Y a partir de ese día su hosca reserva se llenó de negros presagios.

II
Una aparición imprevista

Egipto

Invierno de 332-331 a. C
.

1

—¡Qué hermosura!

El anaranjado hibisco crecía a orillas del estanque junto al último quiosco. Grandes manojos de lotos morados le hacían de colorida comparsa. No muy lejos media docena de patos nadaban tranquilamente a la sombra de unos castaños. Más allá, la cortina de palmeras datileras de anchas hojas prácticamente escondía el muro exterior de la finca protegiéndolos del aire polvoriento del desierto. Decenas de abubillas, de gorriones, de verderones y de tórtolas grises alegraban la tarde.

Era la hora del crepúsculo y Barsine había salido con Sisigambis y con Parisátide y Estatira a disfrutar de la frescura vespertina. Todas andaban bastante cansadas de la navegación y agradecían cada vez que podían disfrutar de las comodidades de un palacio.

Por suerte no estaban presentes ni la mujer de Darío, que se retiraba pronto, ni Tais, que andaría preparando la visita de Filotas y de alguno de sus compañeros, algo que mediando un banquete no había de tardar…, a menos, desde luego, que estuvieran tan borrachos que se quedaran dormidos en la propia sala.

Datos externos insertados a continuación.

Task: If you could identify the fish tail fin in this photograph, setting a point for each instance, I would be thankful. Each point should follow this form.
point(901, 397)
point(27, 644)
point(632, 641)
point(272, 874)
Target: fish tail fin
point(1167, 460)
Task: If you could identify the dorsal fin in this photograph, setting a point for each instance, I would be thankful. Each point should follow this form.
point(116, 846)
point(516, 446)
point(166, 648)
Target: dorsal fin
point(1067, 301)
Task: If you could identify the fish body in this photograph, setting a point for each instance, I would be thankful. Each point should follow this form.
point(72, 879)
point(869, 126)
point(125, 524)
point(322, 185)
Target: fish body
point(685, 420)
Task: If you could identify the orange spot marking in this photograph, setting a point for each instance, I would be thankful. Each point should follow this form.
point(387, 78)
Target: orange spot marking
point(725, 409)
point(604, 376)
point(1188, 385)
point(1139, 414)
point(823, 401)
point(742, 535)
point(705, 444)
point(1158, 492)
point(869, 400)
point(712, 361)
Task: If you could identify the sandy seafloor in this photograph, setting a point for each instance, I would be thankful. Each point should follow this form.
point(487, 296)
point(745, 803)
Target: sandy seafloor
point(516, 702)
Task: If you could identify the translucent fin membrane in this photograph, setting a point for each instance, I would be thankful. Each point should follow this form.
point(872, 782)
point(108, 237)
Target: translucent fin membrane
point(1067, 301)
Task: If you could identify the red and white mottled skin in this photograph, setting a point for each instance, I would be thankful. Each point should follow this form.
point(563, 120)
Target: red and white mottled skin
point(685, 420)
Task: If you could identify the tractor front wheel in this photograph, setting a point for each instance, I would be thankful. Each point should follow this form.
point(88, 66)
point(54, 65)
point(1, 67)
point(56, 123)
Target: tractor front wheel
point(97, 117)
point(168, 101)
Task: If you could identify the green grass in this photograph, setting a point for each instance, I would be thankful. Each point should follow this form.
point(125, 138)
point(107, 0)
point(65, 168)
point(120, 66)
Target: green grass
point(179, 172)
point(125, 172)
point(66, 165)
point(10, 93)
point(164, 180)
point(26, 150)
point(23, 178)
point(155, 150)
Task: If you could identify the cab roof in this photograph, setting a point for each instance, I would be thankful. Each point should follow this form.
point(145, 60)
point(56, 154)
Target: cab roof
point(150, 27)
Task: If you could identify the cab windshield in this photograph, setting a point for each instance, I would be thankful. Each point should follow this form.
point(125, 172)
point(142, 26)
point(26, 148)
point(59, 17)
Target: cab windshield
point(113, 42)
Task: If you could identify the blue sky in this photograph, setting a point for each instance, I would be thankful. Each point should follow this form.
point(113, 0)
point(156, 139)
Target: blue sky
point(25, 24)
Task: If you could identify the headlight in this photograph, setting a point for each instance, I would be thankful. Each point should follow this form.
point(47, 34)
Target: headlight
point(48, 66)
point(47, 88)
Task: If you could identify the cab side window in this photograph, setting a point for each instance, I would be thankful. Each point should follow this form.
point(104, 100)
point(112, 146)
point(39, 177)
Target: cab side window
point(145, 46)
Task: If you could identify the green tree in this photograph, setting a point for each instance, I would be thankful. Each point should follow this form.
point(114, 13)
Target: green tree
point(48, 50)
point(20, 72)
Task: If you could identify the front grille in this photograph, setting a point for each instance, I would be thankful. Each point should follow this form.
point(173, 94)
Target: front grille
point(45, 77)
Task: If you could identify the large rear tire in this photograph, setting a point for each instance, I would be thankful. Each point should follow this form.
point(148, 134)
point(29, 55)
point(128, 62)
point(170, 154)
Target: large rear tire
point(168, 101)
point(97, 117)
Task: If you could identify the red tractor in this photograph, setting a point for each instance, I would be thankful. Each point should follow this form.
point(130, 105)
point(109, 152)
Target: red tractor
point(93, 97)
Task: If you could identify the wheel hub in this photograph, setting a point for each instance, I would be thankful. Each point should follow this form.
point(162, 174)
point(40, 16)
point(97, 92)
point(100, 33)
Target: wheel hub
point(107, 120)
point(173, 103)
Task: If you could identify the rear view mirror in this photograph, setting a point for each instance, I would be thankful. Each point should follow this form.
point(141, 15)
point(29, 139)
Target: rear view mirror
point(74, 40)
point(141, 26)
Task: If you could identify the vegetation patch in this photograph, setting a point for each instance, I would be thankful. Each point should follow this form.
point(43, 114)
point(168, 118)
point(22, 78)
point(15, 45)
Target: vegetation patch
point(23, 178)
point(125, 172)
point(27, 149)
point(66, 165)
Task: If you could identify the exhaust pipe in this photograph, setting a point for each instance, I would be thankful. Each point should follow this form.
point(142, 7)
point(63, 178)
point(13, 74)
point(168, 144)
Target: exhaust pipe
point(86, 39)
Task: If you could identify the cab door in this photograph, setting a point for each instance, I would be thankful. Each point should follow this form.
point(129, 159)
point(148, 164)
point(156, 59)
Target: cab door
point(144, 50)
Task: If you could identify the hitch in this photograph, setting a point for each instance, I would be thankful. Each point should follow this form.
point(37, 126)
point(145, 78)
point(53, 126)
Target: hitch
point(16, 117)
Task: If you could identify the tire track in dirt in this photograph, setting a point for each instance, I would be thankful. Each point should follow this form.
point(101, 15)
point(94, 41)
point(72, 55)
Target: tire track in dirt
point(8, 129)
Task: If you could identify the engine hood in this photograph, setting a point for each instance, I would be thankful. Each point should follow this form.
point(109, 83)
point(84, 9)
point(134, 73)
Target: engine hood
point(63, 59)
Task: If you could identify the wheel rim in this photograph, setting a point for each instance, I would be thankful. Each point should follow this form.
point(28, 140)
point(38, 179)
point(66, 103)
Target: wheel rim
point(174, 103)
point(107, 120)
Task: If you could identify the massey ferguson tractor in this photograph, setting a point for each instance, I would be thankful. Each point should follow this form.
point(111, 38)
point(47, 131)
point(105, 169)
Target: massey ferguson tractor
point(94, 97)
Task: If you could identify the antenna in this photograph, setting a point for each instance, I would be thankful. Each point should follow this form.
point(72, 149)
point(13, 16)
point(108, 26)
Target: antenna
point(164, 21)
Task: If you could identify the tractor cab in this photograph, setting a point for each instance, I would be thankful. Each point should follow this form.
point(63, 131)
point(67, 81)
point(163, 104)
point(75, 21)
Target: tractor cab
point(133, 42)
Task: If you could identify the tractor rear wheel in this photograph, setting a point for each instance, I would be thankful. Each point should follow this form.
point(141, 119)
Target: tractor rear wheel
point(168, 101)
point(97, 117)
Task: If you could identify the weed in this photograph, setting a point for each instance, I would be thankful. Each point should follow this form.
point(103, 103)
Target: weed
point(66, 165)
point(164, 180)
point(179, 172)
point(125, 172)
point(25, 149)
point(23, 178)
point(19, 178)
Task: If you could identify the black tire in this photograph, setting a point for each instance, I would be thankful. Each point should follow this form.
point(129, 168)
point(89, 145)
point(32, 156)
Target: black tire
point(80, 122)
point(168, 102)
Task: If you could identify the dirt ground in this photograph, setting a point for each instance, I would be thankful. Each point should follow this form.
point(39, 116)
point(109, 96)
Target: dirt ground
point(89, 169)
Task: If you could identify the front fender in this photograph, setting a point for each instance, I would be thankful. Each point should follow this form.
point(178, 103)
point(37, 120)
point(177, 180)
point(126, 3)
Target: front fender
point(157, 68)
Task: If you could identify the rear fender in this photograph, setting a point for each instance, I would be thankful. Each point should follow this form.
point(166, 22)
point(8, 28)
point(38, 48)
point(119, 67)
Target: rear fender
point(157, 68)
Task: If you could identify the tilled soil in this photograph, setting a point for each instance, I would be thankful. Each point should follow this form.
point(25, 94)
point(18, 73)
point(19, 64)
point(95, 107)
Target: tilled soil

—Y todo esto… ahora pertenece a Alejandro…

La anciana rozó con delicadeza los pétalos de una de la flores. Más que con resentimiento lo decía con incredulidad. En su larga vida ella jamás había asistido a hechos tan sorprendentes. Ni siquiera el Gran Darío, por las historias que recordaba haber escuchado siendo niña, había llegado a protagonizar una conquista tan fulgurante.

A diferencia de su nuera, Sisigambis trataba sin acritud a Barsine: ella era perfectamente consciente de que la viuda del rodio Memnón, quien tantos servicios les prestara, no tenía ninguna culpa de un cautiverio que además era sorprendentemente ligero y que ella toleraba con una honorable resignación.

Desde su captura, Alejandro las trataba mejor de lo que nadie esperaba. Sisigambis todavía se acordaba del miedo que habían sentido después de la aciaga batalla cuando, tras haber visto a un hombre pasar con la cidaris, Alejandro penetró en su tienda. Pensaron que para matarlas. Pero se encontraron con que la cogía en sus brazos susurrándole aquellas palabras que entonces no había entendido.

Y desde entonces, cada cierto tiempo pasaba a verlas. Eran visitas cortas en las que procuraba pronunciar pequeñas palabras en su lengua. A Sisigambis la agasajaba llamándola «madre»; a sus nietas «hermanas», algo que horrorizaba sin remedio a la esposa de su hijo.

Ella —su nuera— era la única a la que, sintiendo su frialdad y consciente de su proximidad carnal con Darío, trataba con mayor prudencia, una prudencia que al ver que su actitud no cambiaba se había convertido en indiferencia.